Hera / Athena (Node)
// instrumentation.ts
import { NodeSDK } from "@opentelemetry/sdk-node";
import { OTLPTraceExporter } from "@opentelemetry/exporter-trace-otlp-grpc";
import { OTLPMetricExporter } from "@opentelemetry/exporter-metrics-otlp-grpc";
import { OTLPLogExporter } from "@opentelemetry/exporter-logs-otlp-grpc";
const sdk = new NodeSDK({
serviceName: "hera",
traceExporter: new OTLPTraceExporter({ url: "http://otel-collector:4317" }),
metricReader: new PeriodicExportingMetricReader({
exporter: new OTLPMetricExporter({ url: "http://otel-collector:4317" }),
exportIntervalMillis: 10000,
}),
logRecordProcessors: [
new BatchLogRecordProcessor(new OTLPLogExporter({ url: "http://otel-collector:4317" })),
],
instrumentations: [getNodeAutoInstrumentations()],
});
sdk.start();Send everything to collector.
Custom instrumentation
For business metrics:
import { metrics } from "@opentelemetry/api";
const meter = metrics.getMeter("hera-app");
const loginCounter = meter.createCounter("user_logins", { description: "Login attempts" });
loginCounter.add(1, { outcome: "success", method: "password" });Counters, histograms, gauges, all supported.
Backend choices
Honeycomb
Great for traces. Excellent UX. ~$100/mo at scale.
Datadog
Best all-in-one but expensive. ~$$$.
Grafana Cloud
Free tier. Hosted Prometheus + Loki + Tempo. ~$30/mo for moderate.
Self-hosted
Tempo (traces) + Prometheus (metrics) + Loki (logs) + Grafana (viz). Cost: just hosting.
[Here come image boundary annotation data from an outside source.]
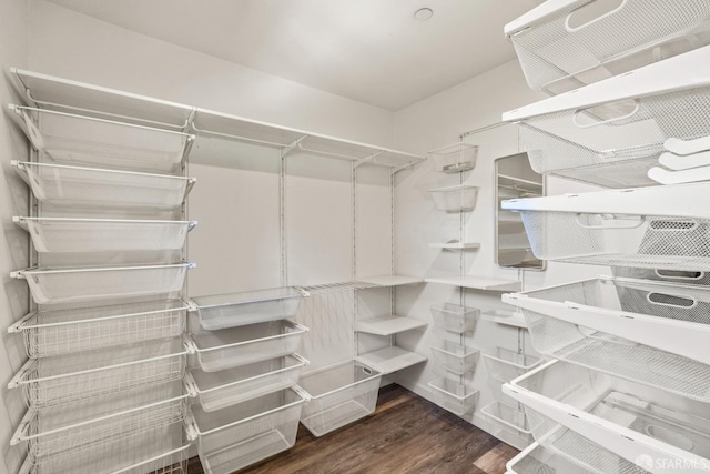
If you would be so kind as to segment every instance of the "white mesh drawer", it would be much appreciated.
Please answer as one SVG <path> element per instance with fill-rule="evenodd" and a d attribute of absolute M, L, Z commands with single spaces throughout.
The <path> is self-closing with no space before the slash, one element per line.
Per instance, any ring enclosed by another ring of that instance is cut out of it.
<path fill-rule="evenodd" d="M 293 354 L 217 372 L 192 369 L 189 379 L 194 382 L 202 410 L 213 412 L 296 385 L 306 364 Z"/>
<path fill-rule="evenodd" d="M 292 447 L 304 400 L 288 389 L 210 413 L 193 407 L 205 472 L 229 474 Z"/>
<path fill-rule="evenodd" d="M 707 403 L 669 396 L 660 385 L 552 361 L 506 384 L 504 392 L 525 405 L 532 434 L 546 447 L 564 442 L 565 451 L 578 457 L 575 445 L 585 437 L 631 463 L 645 455 L 652 466 L 710 468 Z M 556 440 L 565 430 L 567 440 Z"/>
<path fill-rule="evenodd" d="M 708 288 L 599 278 L 504 301 L 542 354 L 710 402 Z"/>
<path fill-rule="evenodd" d="M 668 184 L 649 171 L 699 167 L 702 160 L 692 163 L 692 155 L 710 147 L 694 142 L 710 135 L 710 68 L 693 63 L 708 62 L 710 47 L 688 56 L 507 112 L 504 120 L 518 123 L 538 173 L 605 188 L 652 185 L 656 179 Z"/>
<path fill-rule="evenodd" d="M 520 211 L 538 259 L 703 271 L 710 214 L 699 196 L 707 191 L 696 183 L 510 200 L 503 208 Z"/>
<path fill-rule="evenodd" d="M 710 42 L 703 0 L 549 0 L 506 26 L 530 88 L 560 93 Z"/>
<path fill-rule="evenodd" d="M 381 381 L 379 372 L 355 361 L 305 374 L 298 385 L 310 401 L 301 423 L 314 436 L 323 436 L 372 414 Z"/>
<path fill-rule="evenodd" d="M 294 317 L 303 294 L 294 288 L 274 288 L 193 297 L 205 331 Z"/>
<path fill-rule="evenodd" d="M 213 332 L 191 334 L 200 366 L 222 371 L 293 354 L 307 327 L 290 321 L 272 321 Z"/>

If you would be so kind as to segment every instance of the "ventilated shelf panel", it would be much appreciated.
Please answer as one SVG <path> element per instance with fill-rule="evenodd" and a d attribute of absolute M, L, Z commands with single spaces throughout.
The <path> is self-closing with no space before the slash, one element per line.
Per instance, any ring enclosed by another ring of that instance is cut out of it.
<path fill-rule="evenodd" d="M 170 294 L 183 286 L 194 263 L 168 265 L 29 269 L 12 272 L 24 279 L 38 304 L 82 303 L 88 301 Z"/>
<path fill-rule="evenodd" d="M 174 130 L 10 105 L 32 145 L 65 164 L 172 173 L 194 137 Z"/>
<path fill-rule="evenodd" d="M 504 201 L 538 259 L 660 270 L 710 269 L 710 183 Z M 682 203 L 682 205 L 678 205 Z"/>
<path fill-rule="evenodd" d="M 229 474 L 292 447 L 304 401 L 288 389 L 214 412 L 193 406 L 205 472 Z"/>
<path fill-rule="evenodd" d="M 292 354 L 217 372 L 192 369 L 187 377 L 194 382 L 202 410 L 213 412 L 296 385 L 307 364 Z"/>
<path fill-rule="evenodd" d="M 706 47 L 508 112 L 504 120 L 518 123 L 538 173 L 606 188 L 658 184 L 650 178 L 656 170 L 698 167 L 686 155 L 710 147 L 709 60 Z"/>
<path fill-rule="evenodd" d="M 200 366 L 205 372 L 262 362 L 298 351 L 307 327 L 272 321 L 191 334 Z"/>
<path fill-rule="evenodd" d="M 294 288 L 274 288 L 193 297 L 205 331 L 243 326 L 294 317 L 303 293 Z"/>
<path fill-rule="evenodd" d="M 181 380 L 187 350 L 180 337 L 29 360 L 8 384 L 34 407 Z"/>
<path fill-rule="evenodd" d="M 57 455 L 122 443 L 146 430 L 182 422 L 189 396 L 183 391 L 179 381 L 63 406 L 31 407 L 10 443 L 29 442 L 37 465 L 51 463 Z"/>
<path fill-rule="evenodd" d="M 427 360 L 424 355 L 417 354 L 416 352 L 409 352 L 394 345 L 368 352 L 366 354 L 359 354 L 355 359 L 358 362 L 382 372 L 384 375 L 410 367 L 412 365 L 420 364 Z"/>
<path fill-rule="evenodd" d="M 23 218 L 12 220 L 27 230 L 38 252 L 115 252 L 176 250 L 185 244 L 195 221 Z"/>
<path fill-rule="evenodd" d="M 305 374 L 298 385 L 311 396 L 301 423 L 314 436 L 372 414 L 377 404 L 382 373 L 355 361 Z"/>
<path fill-rule="evenodd" d="M 180 300 L 77 310 L 34 311 L 8 327 L 22 333 L 28 356 L 49 357 L 164 337 L 185 330 L 187 304 Z"/>
<path fill-rule="evenodd" d="M 81 208 L 175 209 L 193 178 L 99 168 L 13 161 L 34 196 L 50 204 Z"/>
<path fill-rule="evenodd" d="M 504 386 L 526 407 L 536 440 L 567 428 L 630 462 L 683 463 L 710 470 L 707 404 L 668 396 L 660 385 L 640 385 L 589 369 L 551 361 Z M 646 458 L 646 457 L 643 457 Z"/>
<path fill-rule="evenodd" d="M 702 0 L 549 0 L 508 23 L 530 88 L 556 94 L 710 42 Z"/>

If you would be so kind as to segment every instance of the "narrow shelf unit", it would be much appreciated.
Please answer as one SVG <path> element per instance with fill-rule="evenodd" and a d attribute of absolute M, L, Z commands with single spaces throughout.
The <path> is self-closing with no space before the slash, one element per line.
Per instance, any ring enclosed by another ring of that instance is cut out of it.
<path fill-rule="evenodd" d="M 521 288 L 517 280 L 498 280 L 486 276 L 437 276 L 424 281 L 485 291 L 519 291 Z"/>
<path fill-rule="evenodd" d="M 358 362 L 382 372 L 384 375 L 400 371 L 412 365 L 426 362 L 427 357 L 416 352 L 409 352 L 396 345 L 378 351 L 361 354 L 355 357 Z"/>
<path fill-rule="evenodd" d="M 424 327 L 427 324 L 424 321 L 393 314 L 358 321 L 355 324 L 355 331 L 377 335 L 393 335 L 399 332 Z"/>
For Olympus deployment, self-hosted is feasible if you have ops capacity.
Sampling strategies
Always sample errors
- name: errors
type: status_code
status_code: { status_codes: [ERROR] }Keep all error traces. Drop normal ones.
Sample by service
- name: critical-services
type: string_attribute
string_attribute:
key: service.name
values: [kratos, hydra]Keep 100% of Kratos / Hydra; sample others.
Probabilistic
- name: rate
type: probabilistic
probabilistic: { sampling_percentage: 10 }10% of normal traffic.
Performance
Collector overhead: ~5% CPU at high volume.
If overloaded: scale collector horizontally (multiple instances, load-balanced).
Logs structured
For Hera / Athena logs to ship as structured:
import { logs, severitySeverity } from "@opentelemetry/api-logs";
const logger = logs.getLogger("hera-app");
logger.emit({
severityNumber: SeverityNumber.INFO,
body: "User logged in",
attributes: { user_id: "...", method: "password" },
});Loki / Datadog indexes attributes for fast filtering.
Drop noisy spans
Don't trace every health check:
processors:
filter/health:
error_mode: ignore
traces:
span:
- 'name == "/health/ready"'
- 'name == "/healthz"'Reduces volume.
Real-time alerts
Some backends alert on patterns:
# Datadog Monitor
alert: avg(last_5m):rate(error_rate) by service > 0.05OTLP traces become alerts.
Test config
otel-collector --config=otel.yaml --dry-runValidate before reload.